At this, Mekkins, no slouch when it came to combat, narrowed his eyes and protracted his talons—he might have been asked to watch over Bracken, but there was absolutely no way he was going to allow himself to be assaulted just like that.

  Then, a voice came hesitantly out of the shadows. ‘Bracken?’—and there stood Rebecca in the moonlight. She immediately moved in front of Mekkins towards him.

  ‘Bracken?’ she said again, touching him with her paw as she had once touched him before. Only this time it was as if she did not believe that he could be Bracken. She spoke as if she was in a terrible nightmare; the frailty and fear in her voice seemed to hang over them all.

  He turned his eyes away from Mekkins to Rebecca and looked at her. He was shaking with anger and tension but it slowly died away as he seemed to wake from some nightmare of his own and saw before him a mole so hurt in spirit that his anger and pain was nothing. He thought slowly, ‘Is this Rebecca?’

  He was appalled by how thin she was, how stooped. Was this Cairn’s Rebecca? The same he had met here by the Stone? There was puzzled entreaty in her eyes and he saw with utter clarity that she had been so hurt in some way that she could not stand his anger with Mekkins, or the threat in his voice. Words formed very slowly in his mind and when they were ready he said them.

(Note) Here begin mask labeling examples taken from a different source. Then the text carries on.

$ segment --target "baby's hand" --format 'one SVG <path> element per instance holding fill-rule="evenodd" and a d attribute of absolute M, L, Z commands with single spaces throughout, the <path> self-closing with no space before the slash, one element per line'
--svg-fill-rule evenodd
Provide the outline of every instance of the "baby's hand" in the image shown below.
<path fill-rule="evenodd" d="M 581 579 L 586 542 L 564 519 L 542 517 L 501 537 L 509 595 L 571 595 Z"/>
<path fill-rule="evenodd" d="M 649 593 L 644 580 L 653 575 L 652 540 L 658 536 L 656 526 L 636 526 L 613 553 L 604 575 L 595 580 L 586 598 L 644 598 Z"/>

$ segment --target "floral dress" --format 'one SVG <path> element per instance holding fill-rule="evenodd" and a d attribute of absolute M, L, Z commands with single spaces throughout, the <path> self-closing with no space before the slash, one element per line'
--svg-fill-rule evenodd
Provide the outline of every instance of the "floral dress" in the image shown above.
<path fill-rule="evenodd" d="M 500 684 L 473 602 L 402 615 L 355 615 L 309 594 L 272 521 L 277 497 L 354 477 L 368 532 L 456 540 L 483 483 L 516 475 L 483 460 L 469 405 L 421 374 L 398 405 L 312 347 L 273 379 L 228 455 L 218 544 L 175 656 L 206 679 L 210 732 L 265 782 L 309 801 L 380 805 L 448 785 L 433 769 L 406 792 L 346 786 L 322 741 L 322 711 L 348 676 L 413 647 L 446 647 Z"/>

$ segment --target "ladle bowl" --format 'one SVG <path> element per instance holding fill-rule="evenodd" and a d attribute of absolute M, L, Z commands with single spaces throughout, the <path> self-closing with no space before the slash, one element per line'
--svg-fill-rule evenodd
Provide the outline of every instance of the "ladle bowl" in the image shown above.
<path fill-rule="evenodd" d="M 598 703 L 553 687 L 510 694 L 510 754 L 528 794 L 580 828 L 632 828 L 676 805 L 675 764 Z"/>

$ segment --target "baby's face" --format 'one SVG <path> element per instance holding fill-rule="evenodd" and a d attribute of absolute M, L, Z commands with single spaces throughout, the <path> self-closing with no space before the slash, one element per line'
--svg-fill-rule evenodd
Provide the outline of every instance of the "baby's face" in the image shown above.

  ‘It’s all right.’ Then, more softly, ‘It’s all right.’ He paused and then said, as if he were calling out from some depth in which he was trapped: ‘Rebecca?’ He advanced just a fraction and reached out a paw towards her. ‘Rebecca?’ Mekkins crouched quite still. It seemed to him that he could hear two moles calling out to each other from some lost place of their own and, more important, they seemed to hear each other. The Stone rose high above them all, most of it black with shadow, but with a thin line of moonlight delineating one plunging edge of it. When he looked again at Bracken and Rebecca, they were even closer together, Rebecca speaking to him as if he were Comfrey, which in a way he was; while he spoke to her with a gentleness Mekkins had never heard an adult male speak with before, except to a pup, a tiny lost daughter perhaps. Rebecca seemed to be crying, or sobbing, or was she laughing? She was doing something, at least. Then they were nuzzling each other, snouting softly at each other and whether the sounds they made were of tears or joy, sobs or laughter, Mekkins could not tell. They were the sounds of discovered love.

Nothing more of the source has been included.